The beartooth pass links Yellowstone (Via Cooke City MT) to Red Lodge/Billings area MT. It is only open from late May to ate October and is often called "the most beautiful drive in America". It winds through Montana and Wyoming at an elevation of 10,947 ft. (Really, really, really freakin high)
I've been on it several times over the course of my life, but have only driven it twice. I must have been around age 10 when we first crossed it. We camped a lot and my dad loves to drive through the mountains. I am a little bit afraid of heights (and by a little bit I mean a lot). I can't say I enjoyed the ride. My siblings tried to scare the tar out of me. My dad didn't help cause he kinda liked to freak us all out driving with out his hands on the wheel and whatnot.

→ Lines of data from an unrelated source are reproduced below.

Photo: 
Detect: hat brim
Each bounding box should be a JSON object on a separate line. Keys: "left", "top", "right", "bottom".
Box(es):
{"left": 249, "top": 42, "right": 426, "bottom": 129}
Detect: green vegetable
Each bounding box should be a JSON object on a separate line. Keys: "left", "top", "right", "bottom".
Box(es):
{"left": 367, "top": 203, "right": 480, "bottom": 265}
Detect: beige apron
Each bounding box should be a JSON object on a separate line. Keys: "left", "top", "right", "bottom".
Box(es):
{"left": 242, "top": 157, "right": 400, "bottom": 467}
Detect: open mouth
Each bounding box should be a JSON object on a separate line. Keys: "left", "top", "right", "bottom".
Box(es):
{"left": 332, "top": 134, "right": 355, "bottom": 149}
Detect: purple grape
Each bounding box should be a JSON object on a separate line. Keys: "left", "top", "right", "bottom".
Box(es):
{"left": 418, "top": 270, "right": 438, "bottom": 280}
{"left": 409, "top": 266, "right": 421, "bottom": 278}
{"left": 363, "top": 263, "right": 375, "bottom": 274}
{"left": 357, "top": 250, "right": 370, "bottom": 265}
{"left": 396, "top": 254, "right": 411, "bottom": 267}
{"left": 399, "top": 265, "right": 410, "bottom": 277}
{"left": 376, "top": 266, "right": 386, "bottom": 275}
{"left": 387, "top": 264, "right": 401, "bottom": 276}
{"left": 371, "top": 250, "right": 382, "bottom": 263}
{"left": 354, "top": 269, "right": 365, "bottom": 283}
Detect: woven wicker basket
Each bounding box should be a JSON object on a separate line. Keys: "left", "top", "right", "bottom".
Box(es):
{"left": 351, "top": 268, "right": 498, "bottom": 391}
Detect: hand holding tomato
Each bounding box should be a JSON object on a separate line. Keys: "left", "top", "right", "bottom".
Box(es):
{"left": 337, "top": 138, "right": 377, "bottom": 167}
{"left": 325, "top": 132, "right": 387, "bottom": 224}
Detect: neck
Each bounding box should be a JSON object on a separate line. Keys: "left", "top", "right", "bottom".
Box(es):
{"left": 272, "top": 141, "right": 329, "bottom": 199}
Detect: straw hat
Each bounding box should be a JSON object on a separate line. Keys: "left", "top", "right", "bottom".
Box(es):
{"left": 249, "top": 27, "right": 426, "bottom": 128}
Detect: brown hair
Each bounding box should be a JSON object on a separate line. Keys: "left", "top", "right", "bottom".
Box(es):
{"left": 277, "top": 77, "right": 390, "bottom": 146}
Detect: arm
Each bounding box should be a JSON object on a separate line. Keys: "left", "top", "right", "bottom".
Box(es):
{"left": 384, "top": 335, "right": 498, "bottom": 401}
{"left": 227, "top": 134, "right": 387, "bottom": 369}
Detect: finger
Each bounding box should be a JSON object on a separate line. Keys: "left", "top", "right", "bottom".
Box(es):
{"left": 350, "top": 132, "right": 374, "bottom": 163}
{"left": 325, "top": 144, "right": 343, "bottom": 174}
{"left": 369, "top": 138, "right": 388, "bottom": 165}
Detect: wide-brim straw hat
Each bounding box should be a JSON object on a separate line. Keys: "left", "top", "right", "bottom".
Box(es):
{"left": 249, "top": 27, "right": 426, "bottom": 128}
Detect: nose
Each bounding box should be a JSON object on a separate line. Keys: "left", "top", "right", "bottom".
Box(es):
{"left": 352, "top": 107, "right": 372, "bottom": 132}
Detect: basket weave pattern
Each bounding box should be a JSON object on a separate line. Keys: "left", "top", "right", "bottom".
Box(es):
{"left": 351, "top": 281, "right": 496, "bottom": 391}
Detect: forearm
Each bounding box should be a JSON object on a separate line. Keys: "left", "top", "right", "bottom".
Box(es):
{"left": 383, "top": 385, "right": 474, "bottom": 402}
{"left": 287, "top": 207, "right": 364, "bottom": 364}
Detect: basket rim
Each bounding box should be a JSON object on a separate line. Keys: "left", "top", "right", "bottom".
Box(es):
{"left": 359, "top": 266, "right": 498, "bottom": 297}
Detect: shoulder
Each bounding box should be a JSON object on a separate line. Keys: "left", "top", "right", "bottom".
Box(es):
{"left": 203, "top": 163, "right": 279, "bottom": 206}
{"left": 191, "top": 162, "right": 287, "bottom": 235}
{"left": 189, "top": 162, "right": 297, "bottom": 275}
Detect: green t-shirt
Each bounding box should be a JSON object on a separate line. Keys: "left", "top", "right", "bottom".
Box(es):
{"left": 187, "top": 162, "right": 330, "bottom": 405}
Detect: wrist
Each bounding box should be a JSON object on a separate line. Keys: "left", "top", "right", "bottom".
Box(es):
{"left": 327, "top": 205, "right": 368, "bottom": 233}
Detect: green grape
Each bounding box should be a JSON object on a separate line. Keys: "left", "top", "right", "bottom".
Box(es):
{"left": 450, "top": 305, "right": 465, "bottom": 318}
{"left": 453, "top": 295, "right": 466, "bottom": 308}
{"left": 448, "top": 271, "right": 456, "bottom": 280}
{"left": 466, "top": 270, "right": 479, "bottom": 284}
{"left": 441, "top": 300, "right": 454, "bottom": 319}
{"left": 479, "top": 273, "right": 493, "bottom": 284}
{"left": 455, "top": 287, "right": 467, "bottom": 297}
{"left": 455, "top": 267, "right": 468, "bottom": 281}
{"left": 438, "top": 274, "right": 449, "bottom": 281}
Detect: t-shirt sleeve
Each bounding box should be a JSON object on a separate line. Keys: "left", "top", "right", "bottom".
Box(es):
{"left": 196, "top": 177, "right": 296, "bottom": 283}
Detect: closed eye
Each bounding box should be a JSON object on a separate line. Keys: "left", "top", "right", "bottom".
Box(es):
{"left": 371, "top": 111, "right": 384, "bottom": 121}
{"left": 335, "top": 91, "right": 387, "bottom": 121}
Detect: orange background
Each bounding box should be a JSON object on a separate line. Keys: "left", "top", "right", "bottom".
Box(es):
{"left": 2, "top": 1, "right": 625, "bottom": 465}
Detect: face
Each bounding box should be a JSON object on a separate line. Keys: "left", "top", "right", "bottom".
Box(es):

But it was beautiful and there is almost always snow. So even though it scares me silly, I love it. Once you are up then it is the best place in the world, it's getting there that is the challenge. The Red Lodge side is the scary side in my opinion. Switchbacks galore. Pretty much the entire way down. The Yellowstone side is a little more sloped- less up and down.. It might be just my perception, but it works for me. There is a little gas station and gift shop on the top, closer to the Yellowstone side called the Top of the World. It is pretty true, there are places on the top of the range that you feel like you are higher than anything else.
I drove it the first time in 2007 with my brother Bobby. We didn't go all the way down the Red Lodge side, just as far as the overlook, because it is a days drive from where we lived in Yellowstone. It was nerve racking, it is a fast road, even if you are trying to stay slow. The nature of the beast an all. I felt good afterwards, I had conquered the Beartooth.
Two years later my friend Silke and I drove it. She had never been over it. We went to the overlook and back. I could drive anything at this point. The Beartooth was a stepping stone. Hell, Yellowstone was, there are tons of mountains there that I once couldn't drive. I've driven steeper, higher, twister roads since then. I love them, I crave them, but for the most part, only if I am driving... it is a control issue.